Friday, January 15, 2016

High Fibre Diets

Most of us don’t get enough fibre. The effects of an inadequate fibre intake range from constipation to haemorrhoids and from irritable bowel syndrome to colon cancer. Health research the world over backs up recent marketing campaigns telling us that high fibre diets are excellent for our overall health. Diets high in fibre are linked with weight loss, improved digestive function, decreased rates of colon and bowel cancers, and even stabilised blood sugar.

Why is a high fibre diet effective? Because fibre, though an essential component of a well-balanced healthy diet, can’t be digested by your body. It passes through your small intestine, into the colon where it is broken down by the normal bacteria in your gut. Fibre then acts a bit like a sponge, retaining water to help your body produce more regular, soft, bulky bowel motions. This enhances your bowel health, helps you to avoid constipation and works to prevent diarrhoea by ensuring the liquid in the bowel is distributed evenly. What’s more, fibre is an excellent tool in the weight loss battle – as it isn’t absorbed by your body, it doesn’t contribute to weight gain but does an excellent job of keeping you feeling full.
    How can you eat more fibre? The best fibre in our diet is natural fibre that comes from plants – fibre isn’t found in meat or dairy products. A few excellent sources of fibre are listed here

1. Breakfast cereals: AllBran, BranFlakes, Weetabix, Shredded Wheat, museli and porridge.

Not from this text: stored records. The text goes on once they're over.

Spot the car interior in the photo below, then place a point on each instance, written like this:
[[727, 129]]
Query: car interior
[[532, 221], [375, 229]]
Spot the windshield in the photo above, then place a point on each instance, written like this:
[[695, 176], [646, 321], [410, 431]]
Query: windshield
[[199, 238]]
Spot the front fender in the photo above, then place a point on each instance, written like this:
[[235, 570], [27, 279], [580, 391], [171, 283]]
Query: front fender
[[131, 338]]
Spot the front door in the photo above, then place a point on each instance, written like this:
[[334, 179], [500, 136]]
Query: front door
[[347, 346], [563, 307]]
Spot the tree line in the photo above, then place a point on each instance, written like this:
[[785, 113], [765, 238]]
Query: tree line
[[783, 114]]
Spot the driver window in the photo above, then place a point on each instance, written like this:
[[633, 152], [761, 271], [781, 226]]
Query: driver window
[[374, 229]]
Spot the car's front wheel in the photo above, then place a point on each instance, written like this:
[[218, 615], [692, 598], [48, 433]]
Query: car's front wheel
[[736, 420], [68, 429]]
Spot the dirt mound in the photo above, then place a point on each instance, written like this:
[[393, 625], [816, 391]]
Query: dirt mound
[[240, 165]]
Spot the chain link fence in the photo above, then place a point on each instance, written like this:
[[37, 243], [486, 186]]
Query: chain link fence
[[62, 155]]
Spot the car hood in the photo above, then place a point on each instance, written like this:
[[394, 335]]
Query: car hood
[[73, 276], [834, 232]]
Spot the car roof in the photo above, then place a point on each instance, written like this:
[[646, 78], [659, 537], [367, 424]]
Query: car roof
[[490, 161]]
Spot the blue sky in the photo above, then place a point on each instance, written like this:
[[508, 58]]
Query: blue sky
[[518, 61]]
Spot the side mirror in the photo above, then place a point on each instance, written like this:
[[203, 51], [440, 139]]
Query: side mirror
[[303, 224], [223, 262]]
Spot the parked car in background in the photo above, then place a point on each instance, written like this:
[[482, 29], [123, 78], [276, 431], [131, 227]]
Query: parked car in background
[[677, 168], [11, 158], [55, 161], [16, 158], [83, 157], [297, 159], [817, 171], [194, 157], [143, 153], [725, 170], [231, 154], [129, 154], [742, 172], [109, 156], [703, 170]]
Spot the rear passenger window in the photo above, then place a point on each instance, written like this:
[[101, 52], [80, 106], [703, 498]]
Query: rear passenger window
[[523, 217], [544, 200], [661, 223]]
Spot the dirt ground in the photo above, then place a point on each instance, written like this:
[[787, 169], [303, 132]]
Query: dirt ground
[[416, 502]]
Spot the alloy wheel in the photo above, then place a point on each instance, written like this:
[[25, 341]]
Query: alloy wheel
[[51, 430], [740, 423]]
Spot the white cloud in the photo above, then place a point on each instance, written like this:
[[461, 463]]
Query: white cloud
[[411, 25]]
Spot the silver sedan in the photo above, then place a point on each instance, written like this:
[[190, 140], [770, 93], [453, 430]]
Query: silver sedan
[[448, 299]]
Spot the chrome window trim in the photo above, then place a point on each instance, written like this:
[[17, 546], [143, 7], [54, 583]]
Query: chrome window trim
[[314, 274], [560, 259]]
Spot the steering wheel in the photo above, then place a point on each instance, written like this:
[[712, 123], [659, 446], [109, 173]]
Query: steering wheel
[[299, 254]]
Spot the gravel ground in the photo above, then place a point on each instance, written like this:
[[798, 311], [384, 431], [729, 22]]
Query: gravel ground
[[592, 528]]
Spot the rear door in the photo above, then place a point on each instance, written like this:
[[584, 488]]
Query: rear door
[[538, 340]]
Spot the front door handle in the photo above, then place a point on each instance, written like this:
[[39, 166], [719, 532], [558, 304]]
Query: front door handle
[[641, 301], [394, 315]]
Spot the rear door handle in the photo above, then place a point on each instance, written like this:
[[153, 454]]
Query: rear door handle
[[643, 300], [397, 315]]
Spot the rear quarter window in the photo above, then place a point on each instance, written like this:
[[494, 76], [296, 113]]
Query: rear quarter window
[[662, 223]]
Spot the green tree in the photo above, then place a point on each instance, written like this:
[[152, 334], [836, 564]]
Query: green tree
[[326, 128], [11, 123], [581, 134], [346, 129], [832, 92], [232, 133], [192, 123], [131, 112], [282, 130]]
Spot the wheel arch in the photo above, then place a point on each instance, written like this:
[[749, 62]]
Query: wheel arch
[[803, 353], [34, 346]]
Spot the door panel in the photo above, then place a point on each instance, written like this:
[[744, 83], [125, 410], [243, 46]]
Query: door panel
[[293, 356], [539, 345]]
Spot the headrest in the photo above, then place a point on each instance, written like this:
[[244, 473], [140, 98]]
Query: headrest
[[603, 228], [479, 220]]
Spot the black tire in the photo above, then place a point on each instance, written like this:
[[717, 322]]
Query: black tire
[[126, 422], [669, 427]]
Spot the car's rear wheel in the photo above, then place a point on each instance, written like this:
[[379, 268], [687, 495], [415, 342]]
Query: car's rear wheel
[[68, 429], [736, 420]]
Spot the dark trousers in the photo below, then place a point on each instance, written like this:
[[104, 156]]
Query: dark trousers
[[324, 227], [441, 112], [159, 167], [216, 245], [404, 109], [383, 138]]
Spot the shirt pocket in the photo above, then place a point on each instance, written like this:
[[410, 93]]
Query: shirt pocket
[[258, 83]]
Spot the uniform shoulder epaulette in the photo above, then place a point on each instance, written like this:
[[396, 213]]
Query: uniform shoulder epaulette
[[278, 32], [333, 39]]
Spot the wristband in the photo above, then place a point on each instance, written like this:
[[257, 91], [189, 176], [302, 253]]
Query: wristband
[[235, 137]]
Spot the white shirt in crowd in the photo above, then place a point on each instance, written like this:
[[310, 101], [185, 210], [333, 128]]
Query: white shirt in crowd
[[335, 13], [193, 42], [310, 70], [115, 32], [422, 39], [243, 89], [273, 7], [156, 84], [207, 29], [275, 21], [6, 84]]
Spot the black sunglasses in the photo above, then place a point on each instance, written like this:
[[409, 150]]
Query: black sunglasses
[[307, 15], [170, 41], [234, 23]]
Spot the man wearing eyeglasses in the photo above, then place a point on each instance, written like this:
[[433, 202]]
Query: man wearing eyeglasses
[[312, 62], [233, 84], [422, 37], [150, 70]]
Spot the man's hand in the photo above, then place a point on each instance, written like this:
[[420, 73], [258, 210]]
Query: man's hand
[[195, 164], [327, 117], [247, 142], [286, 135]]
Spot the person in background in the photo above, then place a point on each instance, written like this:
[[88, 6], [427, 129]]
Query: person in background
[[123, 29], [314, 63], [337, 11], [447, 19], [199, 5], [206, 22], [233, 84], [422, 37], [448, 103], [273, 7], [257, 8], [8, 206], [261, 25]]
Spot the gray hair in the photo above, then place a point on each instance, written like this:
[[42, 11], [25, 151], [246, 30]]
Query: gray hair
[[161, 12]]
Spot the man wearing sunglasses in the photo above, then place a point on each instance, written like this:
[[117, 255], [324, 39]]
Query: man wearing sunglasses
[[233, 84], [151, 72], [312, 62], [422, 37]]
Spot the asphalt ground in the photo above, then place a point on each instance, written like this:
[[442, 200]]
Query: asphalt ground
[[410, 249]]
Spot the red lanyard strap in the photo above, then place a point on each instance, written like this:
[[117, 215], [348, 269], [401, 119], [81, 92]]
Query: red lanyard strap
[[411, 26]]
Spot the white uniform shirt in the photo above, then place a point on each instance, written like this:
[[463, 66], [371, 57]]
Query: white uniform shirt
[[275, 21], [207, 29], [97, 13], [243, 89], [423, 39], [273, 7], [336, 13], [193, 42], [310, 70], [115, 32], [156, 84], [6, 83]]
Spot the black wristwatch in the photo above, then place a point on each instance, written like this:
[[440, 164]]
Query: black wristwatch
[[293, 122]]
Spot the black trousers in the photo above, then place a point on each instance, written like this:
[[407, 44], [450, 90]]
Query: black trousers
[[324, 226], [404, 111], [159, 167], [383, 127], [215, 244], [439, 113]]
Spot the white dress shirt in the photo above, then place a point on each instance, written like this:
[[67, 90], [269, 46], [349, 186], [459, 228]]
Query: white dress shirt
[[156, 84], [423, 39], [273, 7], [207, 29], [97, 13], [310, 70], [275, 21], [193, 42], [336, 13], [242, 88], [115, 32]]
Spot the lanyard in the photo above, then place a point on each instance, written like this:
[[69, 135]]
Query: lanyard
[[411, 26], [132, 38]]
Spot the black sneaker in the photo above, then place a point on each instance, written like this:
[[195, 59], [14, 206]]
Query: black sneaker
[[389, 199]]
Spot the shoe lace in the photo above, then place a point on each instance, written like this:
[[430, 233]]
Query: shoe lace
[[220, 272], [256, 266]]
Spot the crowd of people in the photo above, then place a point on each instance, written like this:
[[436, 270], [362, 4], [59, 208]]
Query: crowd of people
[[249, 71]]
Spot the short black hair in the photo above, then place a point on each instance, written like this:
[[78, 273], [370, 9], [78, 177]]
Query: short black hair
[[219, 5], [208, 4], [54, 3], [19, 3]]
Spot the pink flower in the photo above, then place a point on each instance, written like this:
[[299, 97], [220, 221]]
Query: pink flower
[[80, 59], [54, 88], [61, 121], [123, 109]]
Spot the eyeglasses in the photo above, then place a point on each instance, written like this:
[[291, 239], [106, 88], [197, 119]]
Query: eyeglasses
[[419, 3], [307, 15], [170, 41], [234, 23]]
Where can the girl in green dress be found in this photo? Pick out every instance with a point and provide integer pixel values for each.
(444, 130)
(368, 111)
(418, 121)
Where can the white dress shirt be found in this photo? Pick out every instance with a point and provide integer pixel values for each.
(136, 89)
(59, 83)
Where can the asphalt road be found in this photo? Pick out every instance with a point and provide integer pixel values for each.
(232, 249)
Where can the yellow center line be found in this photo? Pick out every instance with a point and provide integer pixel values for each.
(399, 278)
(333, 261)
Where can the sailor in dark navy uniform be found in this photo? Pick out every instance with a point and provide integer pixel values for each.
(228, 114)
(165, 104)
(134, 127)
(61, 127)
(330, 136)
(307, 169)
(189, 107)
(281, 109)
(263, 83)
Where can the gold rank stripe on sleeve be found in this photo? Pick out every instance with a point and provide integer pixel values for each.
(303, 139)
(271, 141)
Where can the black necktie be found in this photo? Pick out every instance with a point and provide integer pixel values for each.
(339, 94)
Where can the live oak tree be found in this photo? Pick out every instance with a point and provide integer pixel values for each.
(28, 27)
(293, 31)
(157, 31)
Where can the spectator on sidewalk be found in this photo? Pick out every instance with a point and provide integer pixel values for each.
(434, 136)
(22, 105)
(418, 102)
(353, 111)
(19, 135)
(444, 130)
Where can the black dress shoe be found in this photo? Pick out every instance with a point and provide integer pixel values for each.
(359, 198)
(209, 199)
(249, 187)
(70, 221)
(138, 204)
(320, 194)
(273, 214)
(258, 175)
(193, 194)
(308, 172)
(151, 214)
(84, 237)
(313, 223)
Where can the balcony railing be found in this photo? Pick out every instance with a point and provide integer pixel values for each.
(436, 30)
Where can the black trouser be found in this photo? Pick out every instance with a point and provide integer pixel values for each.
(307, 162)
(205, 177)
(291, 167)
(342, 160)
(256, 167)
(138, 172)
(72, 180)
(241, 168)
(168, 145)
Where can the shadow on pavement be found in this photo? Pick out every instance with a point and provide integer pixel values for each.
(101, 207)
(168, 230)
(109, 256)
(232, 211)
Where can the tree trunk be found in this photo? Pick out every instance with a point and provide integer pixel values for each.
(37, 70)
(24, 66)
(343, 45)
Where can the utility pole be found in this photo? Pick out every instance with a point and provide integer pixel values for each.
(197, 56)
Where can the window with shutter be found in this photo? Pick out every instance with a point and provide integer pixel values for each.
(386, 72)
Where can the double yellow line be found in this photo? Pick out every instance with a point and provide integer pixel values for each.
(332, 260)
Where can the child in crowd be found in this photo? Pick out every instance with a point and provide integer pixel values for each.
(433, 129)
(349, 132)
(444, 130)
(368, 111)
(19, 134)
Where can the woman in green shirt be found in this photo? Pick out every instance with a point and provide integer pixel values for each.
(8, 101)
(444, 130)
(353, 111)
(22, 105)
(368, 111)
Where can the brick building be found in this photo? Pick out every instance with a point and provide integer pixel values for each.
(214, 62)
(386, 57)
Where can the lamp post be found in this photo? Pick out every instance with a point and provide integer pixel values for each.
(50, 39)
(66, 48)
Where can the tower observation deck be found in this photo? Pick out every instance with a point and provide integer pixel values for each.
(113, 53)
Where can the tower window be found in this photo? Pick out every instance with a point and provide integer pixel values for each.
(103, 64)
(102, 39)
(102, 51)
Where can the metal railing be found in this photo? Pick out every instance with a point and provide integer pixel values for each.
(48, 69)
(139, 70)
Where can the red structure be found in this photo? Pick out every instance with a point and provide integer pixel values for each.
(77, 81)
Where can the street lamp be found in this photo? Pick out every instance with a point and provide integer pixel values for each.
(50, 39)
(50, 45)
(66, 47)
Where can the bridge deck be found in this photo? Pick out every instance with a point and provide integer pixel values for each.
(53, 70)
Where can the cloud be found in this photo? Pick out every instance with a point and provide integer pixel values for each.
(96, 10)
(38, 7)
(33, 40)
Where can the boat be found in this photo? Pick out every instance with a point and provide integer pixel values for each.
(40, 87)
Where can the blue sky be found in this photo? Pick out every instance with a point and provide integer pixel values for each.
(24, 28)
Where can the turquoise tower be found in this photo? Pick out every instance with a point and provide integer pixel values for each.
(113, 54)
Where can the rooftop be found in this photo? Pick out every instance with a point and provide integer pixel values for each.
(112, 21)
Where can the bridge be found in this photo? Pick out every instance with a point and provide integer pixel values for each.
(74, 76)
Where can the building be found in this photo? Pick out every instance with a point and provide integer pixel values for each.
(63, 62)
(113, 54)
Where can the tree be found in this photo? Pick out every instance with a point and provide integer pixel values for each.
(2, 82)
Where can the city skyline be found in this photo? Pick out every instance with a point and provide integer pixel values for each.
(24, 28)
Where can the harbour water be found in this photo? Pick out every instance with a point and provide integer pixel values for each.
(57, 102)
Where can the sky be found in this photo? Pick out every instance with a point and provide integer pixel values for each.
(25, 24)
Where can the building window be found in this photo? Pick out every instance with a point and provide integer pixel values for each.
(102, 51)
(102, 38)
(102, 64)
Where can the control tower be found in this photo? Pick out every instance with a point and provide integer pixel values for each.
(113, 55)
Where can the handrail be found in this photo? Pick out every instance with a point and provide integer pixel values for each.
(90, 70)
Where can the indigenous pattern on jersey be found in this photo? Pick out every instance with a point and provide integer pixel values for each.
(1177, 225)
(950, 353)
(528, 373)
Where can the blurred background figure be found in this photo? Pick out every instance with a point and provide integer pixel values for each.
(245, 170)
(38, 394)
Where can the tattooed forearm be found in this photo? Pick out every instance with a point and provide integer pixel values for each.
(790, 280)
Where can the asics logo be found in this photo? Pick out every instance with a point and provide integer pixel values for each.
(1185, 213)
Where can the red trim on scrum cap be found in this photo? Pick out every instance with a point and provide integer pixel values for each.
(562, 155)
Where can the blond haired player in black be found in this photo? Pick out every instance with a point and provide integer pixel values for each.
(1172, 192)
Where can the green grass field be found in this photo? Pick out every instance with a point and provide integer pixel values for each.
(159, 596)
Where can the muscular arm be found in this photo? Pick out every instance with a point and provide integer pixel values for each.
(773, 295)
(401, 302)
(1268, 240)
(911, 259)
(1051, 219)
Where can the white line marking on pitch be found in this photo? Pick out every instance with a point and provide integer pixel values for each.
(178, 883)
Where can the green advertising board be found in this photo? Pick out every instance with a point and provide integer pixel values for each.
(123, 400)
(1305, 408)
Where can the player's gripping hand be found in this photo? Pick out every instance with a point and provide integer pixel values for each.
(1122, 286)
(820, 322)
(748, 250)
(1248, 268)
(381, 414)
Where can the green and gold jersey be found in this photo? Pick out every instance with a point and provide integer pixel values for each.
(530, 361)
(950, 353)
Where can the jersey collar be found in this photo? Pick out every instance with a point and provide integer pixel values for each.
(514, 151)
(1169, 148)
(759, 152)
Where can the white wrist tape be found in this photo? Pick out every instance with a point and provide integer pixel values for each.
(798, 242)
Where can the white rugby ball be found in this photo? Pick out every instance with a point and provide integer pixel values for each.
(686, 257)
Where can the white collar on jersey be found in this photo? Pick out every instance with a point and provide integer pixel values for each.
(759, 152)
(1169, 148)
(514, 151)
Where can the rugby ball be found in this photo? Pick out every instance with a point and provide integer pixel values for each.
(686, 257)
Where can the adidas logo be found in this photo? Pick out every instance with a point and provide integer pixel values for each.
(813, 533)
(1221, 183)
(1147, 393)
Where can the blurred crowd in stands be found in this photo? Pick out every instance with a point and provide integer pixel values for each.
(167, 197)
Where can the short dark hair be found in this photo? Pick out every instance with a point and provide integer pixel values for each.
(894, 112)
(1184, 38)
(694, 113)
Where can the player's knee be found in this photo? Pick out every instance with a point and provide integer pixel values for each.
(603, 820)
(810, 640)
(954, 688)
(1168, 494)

2. Breads: wholemeal, stone ground, granary and bran-enriched breads.

3. Cereals/grains: brown rice, wholemeal flour.

4. Vegetables: beans, pulses, lentils, carrots, sweet corn, peas, sprouts and baked potatoes.

5. Fruits: oranges, pears, apples, avacados, grapefruits, prunes, berries, and figs.

6. Nuts: peanuts, almonds and coconuts.

Is there anything else to consider? There aren’t really any negative side effects to eating more fibre. Some people notice an increase in the amount of wind they pass following a sudden increase in the amount of fibre they consume. To avoid this, increase your fibre intake gradually or simply persevere in the amount you’re eating as your body will adjust to the change in diet in a short amount of time. The other key consideration for people about to switch to a high fibre diet is the amount of water consumed. It is important to drink between six and 10 glasses of water or fruit juice every day, in addition to any other drinks. This is important because fibre soaks up liquids in your bowel – if there isn’t enough liquid present, you may find yourself constipated.

Finally, it’s important to remember the role that exercise plays in any diet programme. Taking regular exercise is also linked with improved bowel health and function.